こんな当たり前のことが、なんでできへんかったんやろな。
演劇を通して世界に立ち向かう永田と、その恋人の沙希。
夢を抱いてやってきた東京で、ふたりは出会った――。
『火花』より先に書き始めていた又吉直樹の作家としての原点にして、
書かずにはいられなかった、たったひとつの不器用な恋。
夢と現実のはざまでもがきながら、
かけがえのない大切な誰かを想う、
切なくも胸にせまる恋愛小説。
又吉直樹さんの長編(中編?)第二作目。
僕は『火花』が大好きだったのですが、漫才師の世界が描かれていたこともあって、「自伝的小説がハマった一発屋」かもしれない、とも思っていたんですよね。
今回のタイトルが『劇場』で、演劇の世界の話ということもあって、前作の二番煎じとか、劣化コピーになっているのではないかなあ、とか。
読み終えて、僕はそんなことを考えていたのが申し訳なくなりました。
又吉さんは、「本物」だ。
めんどくさい人間のめんどくさい感情みたいなものを、これだけ言語化できる人というのは、そんなにいないと思います。
もちろん、「あの又吉さんが書いている」という「有名人バイアス」が、入口の部分でプラスに作用しているのは事実だろうけど。
なんと身勝手で、自分のことしか考えていない男なんだろう……と、半ば呆れつつも、でも、これは僕のことではないか、とも思いながら読んだんですよね。
沙希さんが、何を考えているか、さっぱりわからないじゃないか!
でも、これは「自分のことしか考えられない男」を、その男の視点から描こうとしている作品なんですよね。
あまりにも自意識過剰で、でも、そういうのは、けっして他人事でもなくて。
「何を考えているかわからない」
「ドラマチックな展開がなかなか訪れず、同じところをぐるぐる回りながら、何かが壊れていくのか、作り上げられていくのかわからなくなってくる」
そんな作品なんですよ。
読み終えて、村上春樹さんの『ノルウェイの森』を、ちょっと思い出しました。
簡単なものを複雑にすることを人々は許さないけど、複雑なことを簡単にすると褒める人までいる。本当は複雑なものは複雑でしかないのに。結局、自分たちの都合のいいようにしか理解しようとしていない。それを踏まえたうえでなら簡単と複雑の価値が対等なように、劇的なものと平凡な日常も創作上では対等でなければおかしい。「劇的なものが好きだ」とか「平穏な日常を描いてこそだ」とかは、それぞれの好みにすぎないから決まりみたいに言われても、「知らねえよ」という感想のほか特に思うことはない。
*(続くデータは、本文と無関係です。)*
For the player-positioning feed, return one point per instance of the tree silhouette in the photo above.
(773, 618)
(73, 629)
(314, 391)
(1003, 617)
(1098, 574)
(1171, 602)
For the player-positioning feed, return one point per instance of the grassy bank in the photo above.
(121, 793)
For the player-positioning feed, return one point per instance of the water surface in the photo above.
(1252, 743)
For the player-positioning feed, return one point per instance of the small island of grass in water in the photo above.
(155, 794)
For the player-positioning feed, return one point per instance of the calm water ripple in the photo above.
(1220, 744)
いかにも「私は恋愛がわかってます!」と言いたげな人が書いた「恋愛小説」よりも、この作品は、僕にとっては、ずっとリアルな「恋愛小説」だったのです。
「相手のことを思って、しっかり向き合っていく恋愛」みたいなのが理想だって言うじゃないですか。
でも、本当に、みんなそんなことができているのだろうか。
実際は「相手にしっかり向き合っている自分」「大切な人に尽くしている自分」をお互いに演じているだけで、「わかっているふり」をしているだけではないのか。
舞台は現実の一部であり、現実も舞台の一部ではないのか。
うまく生きられるというのは、現実という舞台で、自分に求められている役割をうまく演じられる、というだけのことではないのか。
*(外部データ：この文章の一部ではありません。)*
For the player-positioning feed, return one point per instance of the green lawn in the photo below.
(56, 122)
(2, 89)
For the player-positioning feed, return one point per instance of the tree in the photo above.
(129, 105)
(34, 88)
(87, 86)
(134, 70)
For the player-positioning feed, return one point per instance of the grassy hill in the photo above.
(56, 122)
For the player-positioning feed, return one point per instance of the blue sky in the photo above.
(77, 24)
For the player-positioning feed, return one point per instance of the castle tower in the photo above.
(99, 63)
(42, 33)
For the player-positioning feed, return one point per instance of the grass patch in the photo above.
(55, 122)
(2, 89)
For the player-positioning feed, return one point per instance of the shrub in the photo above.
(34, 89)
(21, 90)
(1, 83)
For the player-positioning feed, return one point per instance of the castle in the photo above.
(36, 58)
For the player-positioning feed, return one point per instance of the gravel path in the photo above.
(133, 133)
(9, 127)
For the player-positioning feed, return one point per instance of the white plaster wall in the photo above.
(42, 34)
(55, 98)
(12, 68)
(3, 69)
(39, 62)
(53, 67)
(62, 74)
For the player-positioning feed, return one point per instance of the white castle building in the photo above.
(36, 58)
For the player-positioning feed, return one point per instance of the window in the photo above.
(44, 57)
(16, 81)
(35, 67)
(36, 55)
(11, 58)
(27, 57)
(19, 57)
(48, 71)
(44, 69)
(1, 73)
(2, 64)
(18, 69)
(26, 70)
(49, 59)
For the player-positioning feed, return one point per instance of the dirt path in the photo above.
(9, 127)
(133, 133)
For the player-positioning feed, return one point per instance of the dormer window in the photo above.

一緒に暮らしている彼女を働かせて悠々自適に過ごせる男を羨ましいと思う。たとえば、ヒモなどという言葉に身をゆだね、他人から蔑まれる存在になっても恥と思わない男を、一旦は馬鹿にしたうえで羨ましく思う。痛覚が狂っているのではないか。
それでいて、「救いようがない男」という安易な堕落に逃げ込み、自分だけは居場所を見つけて上手く救われている人も羨ましい。自分は彼等と行動は似ているかもしれないけれど、実体は全然違う。僕には完全に負け切れない醜さがある。サッカーゲームに熱中している横顔を恋人に見せながら、これをなんとかストイックな一面と受け取ってもらえないかなどとせこいことを考えている。
ああ、なんかわかるなあ、というのと、でも、本当に彼等は「恥と思っていない」のか?というのと。
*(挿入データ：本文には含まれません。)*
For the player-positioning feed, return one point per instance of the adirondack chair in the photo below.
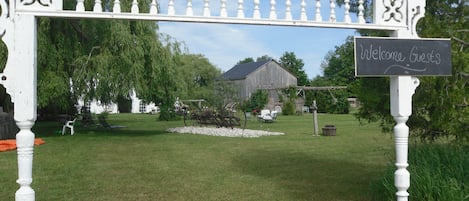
(70, 125)
(266, 116)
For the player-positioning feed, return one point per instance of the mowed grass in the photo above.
(144, 162)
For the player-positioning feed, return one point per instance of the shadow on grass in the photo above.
(54, 129)
(307, 176)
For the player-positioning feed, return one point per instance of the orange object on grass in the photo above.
(6, 145)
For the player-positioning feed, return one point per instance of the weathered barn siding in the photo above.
(269, 76)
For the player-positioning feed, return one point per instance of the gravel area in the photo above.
(226, 132)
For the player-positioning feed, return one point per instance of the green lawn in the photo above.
(144, 162)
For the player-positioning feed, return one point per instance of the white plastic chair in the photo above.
(69, 124)
(265, 116)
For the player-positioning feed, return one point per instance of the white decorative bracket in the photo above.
(399, 13)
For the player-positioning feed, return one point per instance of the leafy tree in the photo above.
(338, 70)
(295, 65)
(245, 61)
(102, 60)
(264, 58)
(196, 76)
人にはいろんな面があって、時と場合によって、別の面をみせることもあるのです。
ふだん「なぜ女だからといって、いろんなことを押しつけられなければならないのか」と言っている人が、誰かを「男らしくない!」と責めている姿をみて、心がフリーズしてしまうこともある。
こういうのって、「ここまで自分のことを客観的にみることができている自分に酔っている」ところがあって、さらに「そんなしょうもないヒモ男を応援することが生きがいになってしまっている人」がいるのも事実なんですよね。
「夢をあきらめて、定職について地道に過ごす」と幸せになれるのかというと、「そんな人を好きになったわけじゃない」とか、言われるし。
ネットでは、正しい、正しくないが語られがちだけれど、人間って、なるようにしかならないのではないか、と思う夜もある。
一緒に苦労はできても、一緒に成功を分かち合うのは難しい、という関係もある。
これを読んでいると、どうしても主人公・永田を又吉さんと重ね合わせてしまうところがあって、「でも、最後はきっと、永田は成功するんだよね」と思いながら読み進めるのだけれど、現実には、こういう人の大部分は、芽が出ないまま田舎に戻ったり就職したりして、後輩に「俺も昔はやんちゃしたなあ」なんて絡んで煙たがられるのです。
これは、主人公とその恋人の「悲しい恋愛の話」というよりは、「恋愛という行為そのものの悲劇性」を描いた小説なのだと思います。
「もっと素直に生きればいいのに」って言うのは、「素直に生きる役を演じるのが得意な人の台詞」なんだよね。
スクリーンの中の高倉健さんに「器用に生きればいいのに」ってアドバイスするようなものだよなあ。
「手つないでって言うたら明日も覚えてる?」
「うん? どういうこと?」
「明日、忘れてくれてんねやったら手つなぎたいと思って」
又吉直樹さんは、すごいよ。
「お涙頂戴小説」に転んではいないんだけれど、こんなめんどくさくて憂鬱になるような内容なのに、最低限の読者への目配りがされていて、「読ませる」のだよなあ。